Black economy: Combatting illicit tobacco
Importers of tobacco will be required to pay all duty and tax liabilities upon importation, applying from 2019-20. For tobacco products that are held in licensed warehouses at the commencement of the measure on 1 July 2019, transitional arrangements will apply. Current weekly settlement arrangements will no longer apply to imported tobacco.
Other measures to target the black economy include the formation from 1 July 2018 of an Illicit Tobacco Task Force to target illicit tobacco smuggling, and further funding will be provided to the ATO to bolster its capabilities to detect and destroy domestically grown illicit tobacco crops.
From 1 July 2019, permits will be required for all tobacco imports (except for tobacco imported by travellers within duty free limits).
The ATO will upgrade and modernise its excise and excise equivalent goods payment systems beginning 2020-21 to replace the outdated paper lodgment system.
Black economy: Taxable payments reporting
The Government will expand the taxable payments reporting system (TPRS) from 2019-20 to three additional industries — security providers and investigation services, road freight transport, and computer system design and related services, check out this article that has tax defense network review for better understatement.
Under the TPRS, businesses are required to report payments to contractors to the ATO. Businesses will need to ensure that they collect information from 1 July 2019, with the first annual report required in August 2020. A new online form is expected to make the reporting process easier.
High profile individuals, for example sportspeople and actors, will from 2019-20 no longer be able to licence their fame or image to another entity such as a related company or trust. The Government notes that the licencing structure has created opportunities to take advantage of different tax treatments and that it facilitates misreporting and incorrect tax outcomes.
Tax compliance funding
The Government has set aside $130.8 million for the ATO to increase its compliance activities conducted towards taxpayers and their tax agents.

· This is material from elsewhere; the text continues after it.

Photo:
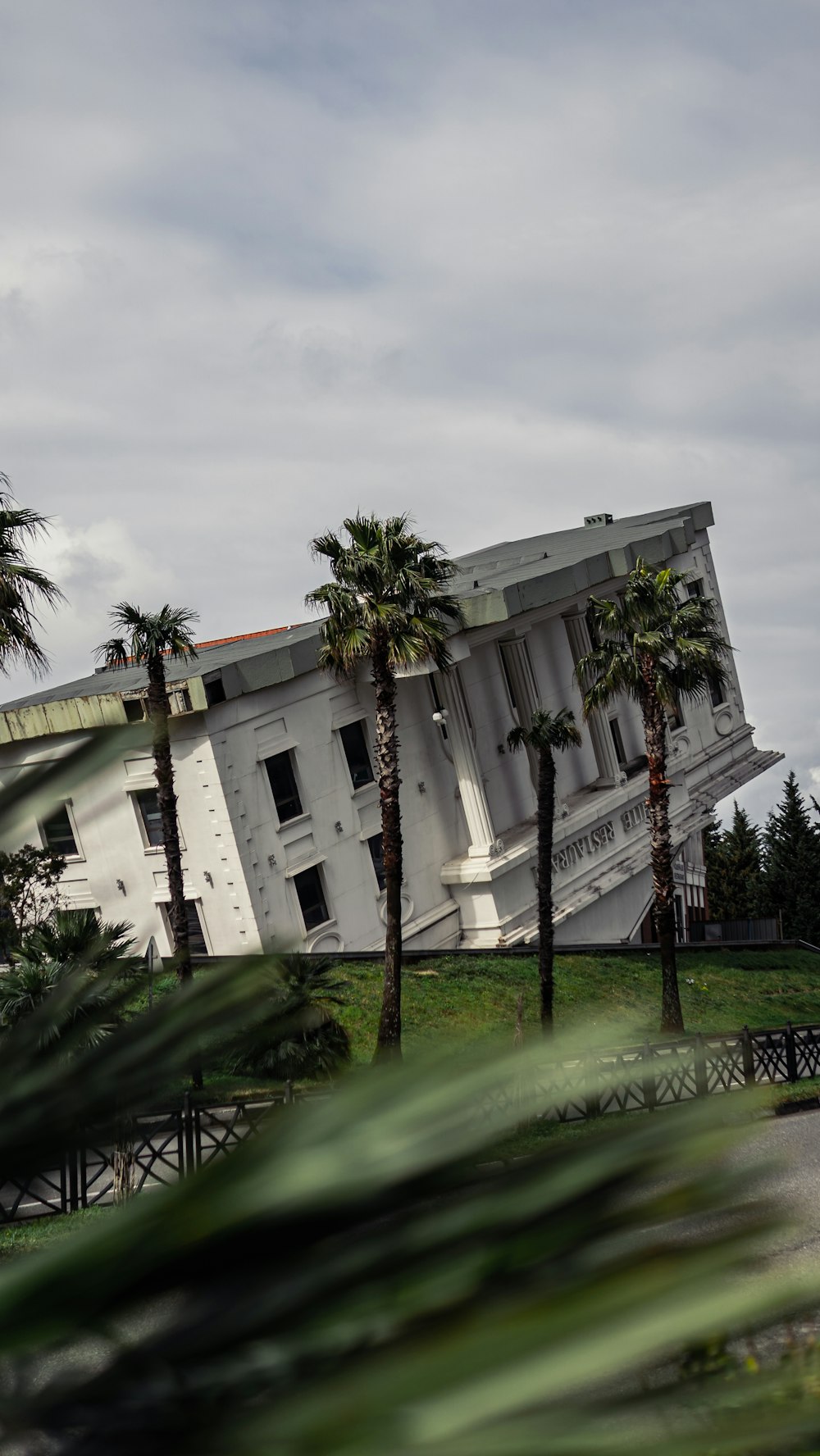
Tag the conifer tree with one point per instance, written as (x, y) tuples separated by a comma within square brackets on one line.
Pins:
[(791, 867), (735, 871)]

The funding, from 2018-19, is intended to provide the ATO with the resources needed to undertake new compliance activities, including additional audits and prosecutions, improving education and guidance materials, pre-filling of income tax returns and improving real time messaging to tax agents and individual taxpayers to deter over-claiming of entitlements.
It is expected that the increased compliance activities will generate revenue of $1.1 billion in fiscal balance terms over the forward estimates period.
Denial of deductions for vacant land
The Government will deny deductions for expenses associated with holding vacant land from 2019-20. Denied deductions will not be able to be carried forward for use in later income years.
This is an integrity measure to address concerns that deductions are being improperly claimed for expenses, such as interest costs, related to holding vacant land, where the land is not genuinely held for the purpose of earning assessable income.
Combatting illegal phoenix activity
The Government will introduce a package to deter and disrupt illegal phoenix activity. This measure follows on from the Black Economy taskforces. The package introduces new phoenix offences to target those who conduct or facilitate illegal phoenixing. It will prevent directors improperly backdating resignations to avoid liability or prosecution, limit the ability of directors to resign when this would leave the company with no directors, and restrict the ability of related creditors to vote on the appointment, removal or replacement of an external administrator.